Marcus, Rodrick'in karşısındaki koltuğa oturup bacaklarını dinlendirdi. Rodrick onu izleyerek sorular sormaya başladı.
"Kız meselesi. Değil mi?"
Marcus şaşırdı. Bileceğini tahmin etmemişti.
"Nerden anladınız?"
"Senin yaşında birisinin benden yardım istemesi. Kız meselesinden başka ne olabilir?"
"Ne yapacağımı da biliyorsunuz o zaman."
"Kızın adı neydi?"
"Yelena. Soylulardan."
"Sen de Carlex'in gelinini kaçıracaksın. Doğru mu?"
"Doğru. Aynen öyle yapacağım."
"O da seni seviyorsa, neden yanında değil?"
Marcus bakışlarını kaçırdı, kekeledi.
"Be-beni kurtarmak için evlenmeyi kabul etti."
Rodrick düşündü.
"Seni en iyi şekilde hazırlasam bile, coğrafyaya hâkim değilsen yolda ölürsün."
Marcus kendinden emin bir şekilde yanıtladı.
"Coğrafyam kötü değil."
"Kötü değil seviyesi de yetmez. Çok iyi olmalı. Yeşil Yol'un ince noktalarında Sonsuz Orman'a girebilirsin. Başkent'e vardığında gizlice içeri nasıl gireceksin? Girdin diyelim. Kristal Kule'ye nasıl gireceksin?"
Marcus'un motivasyonu gittikçe bozuluyordu.
"Öyleyse ne yapmamız gerekiyor?"
Rodrick güldü ve tekerlekli sandalyenin altına uzandı. Kulakları tırmalayan bir ses ile kılıcını ortaya çıkarttı. Tek eliyle kılıcı havaya attı, kılıç takla atarak avucuna geri düştü. Marcus etkilenmedi, tekrar sordu.
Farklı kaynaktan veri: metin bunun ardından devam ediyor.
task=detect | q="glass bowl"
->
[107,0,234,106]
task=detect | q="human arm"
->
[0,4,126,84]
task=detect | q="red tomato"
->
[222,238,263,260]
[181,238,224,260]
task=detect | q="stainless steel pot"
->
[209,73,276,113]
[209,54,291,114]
"Sirk gösterisi mi yapacağız?"
Rodrick biraz daha ciddileşerek konuştu.
"Söyle bana Mario. Kızıl Okyanus neden kızıldır?"
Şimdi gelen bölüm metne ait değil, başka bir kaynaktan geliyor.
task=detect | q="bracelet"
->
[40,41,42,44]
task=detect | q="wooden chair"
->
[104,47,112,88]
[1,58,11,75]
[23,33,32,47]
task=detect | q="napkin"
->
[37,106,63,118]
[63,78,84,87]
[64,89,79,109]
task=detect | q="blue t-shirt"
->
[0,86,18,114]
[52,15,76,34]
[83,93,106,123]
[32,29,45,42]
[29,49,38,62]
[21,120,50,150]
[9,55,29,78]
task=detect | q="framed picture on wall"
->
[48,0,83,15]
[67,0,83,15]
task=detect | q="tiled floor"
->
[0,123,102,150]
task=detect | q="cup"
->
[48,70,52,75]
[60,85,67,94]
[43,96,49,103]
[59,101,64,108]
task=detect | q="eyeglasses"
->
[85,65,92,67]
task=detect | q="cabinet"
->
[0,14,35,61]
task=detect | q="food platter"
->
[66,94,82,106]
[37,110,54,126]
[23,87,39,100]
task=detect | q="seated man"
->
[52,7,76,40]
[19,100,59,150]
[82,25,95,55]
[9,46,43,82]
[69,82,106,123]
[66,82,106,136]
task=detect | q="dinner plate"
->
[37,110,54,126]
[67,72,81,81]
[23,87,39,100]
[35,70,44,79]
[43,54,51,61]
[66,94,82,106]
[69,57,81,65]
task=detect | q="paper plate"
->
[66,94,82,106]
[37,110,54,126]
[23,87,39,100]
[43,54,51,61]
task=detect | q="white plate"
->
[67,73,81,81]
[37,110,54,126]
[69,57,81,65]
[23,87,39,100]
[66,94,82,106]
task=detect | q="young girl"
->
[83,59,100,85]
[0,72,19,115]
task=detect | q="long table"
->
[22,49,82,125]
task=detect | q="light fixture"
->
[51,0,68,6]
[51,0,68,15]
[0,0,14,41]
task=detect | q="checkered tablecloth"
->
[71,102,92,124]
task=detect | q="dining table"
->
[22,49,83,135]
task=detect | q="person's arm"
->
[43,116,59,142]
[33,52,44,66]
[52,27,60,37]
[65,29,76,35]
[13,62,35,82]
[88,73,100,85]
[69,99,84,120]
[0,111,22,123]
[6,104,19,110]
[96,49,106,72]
"Adım Marcus. Konumuzla ne alakası var okyanus renginin?"
"Coğrafya sınavındasın. Cevap ver."
Marcus bir anlığına düşündü ancak hiçbir fikri yoktu.
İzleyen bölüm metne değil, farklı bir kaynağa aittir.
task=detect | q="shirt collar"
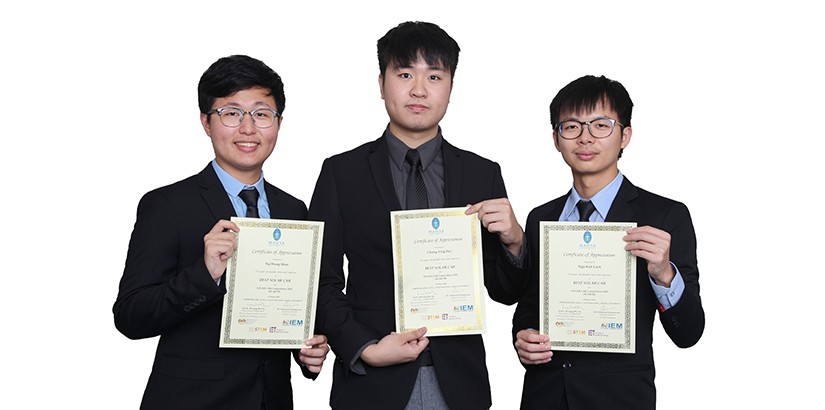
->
[212,159,266,199]
[560,171,624,222]
[384,127,444,171]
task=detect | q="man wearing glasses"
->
[113,55,329,410]
[513,76,705,410]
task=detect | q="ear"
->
[201,114,212,138]
[622,127,633,149]
[553,131,561,152]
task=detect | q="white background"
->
[0,0,825,409]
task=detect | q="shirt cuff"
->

"Bilmiyorum. Neden kızıldır?"
Rodrick seri cevap verdi.
"İnsan kanıyla şekillendiği için."
Marcus hayatında hiç Kızıl Okyanus'u görmemişti. Sadece ders aldığı yerlerde, arkadaşlarının uydurduğu efsaneleri hatırlıyordu.
"Arkadaşım bana hep, Kızıl Okyanus'un bir gün tüm yerleri içine alacağını söylemişti. Ona da dedesi anlatıyormuş bunları."
Rodrick kılıcının sivri ucuna bakarken bir yandan Marcus'u dinliyordu.
"Doğru söylemiş. Okyanusun karnı aç. Kurban istiyor."
1123 yıl önce Dünya'da kıyamet kopmuş, okyanus tüm karaları yutarak içine almıştır. Milyonlarca insan boğularak can vermiştir. İmparatorluklar yıkılmış, krallıklar okyanus tabanına çökmüştür. Kıyamet sonrasında hayatta kalmayı başarabilenler, okyanus yüzeyine çıkan büyük kara parçalarına yüzmüşlerdir. Bu kara parçalarında yeni bir insanoğlu, yeni bir çağ, yeni bir dünya yükselecektir. Kızıl Okyanus'un bir gün yeniden kıyameti koparacağı, karaları içine alacağı söylenir.
Aradan iki saat geçti. Marcus mutfakta bulduğu yiyecekleri içeri getirmiş, bir kısmını Rodrick'e vermişti. Rodrick yiyecekleri iştahla yerken sorularına devam etti.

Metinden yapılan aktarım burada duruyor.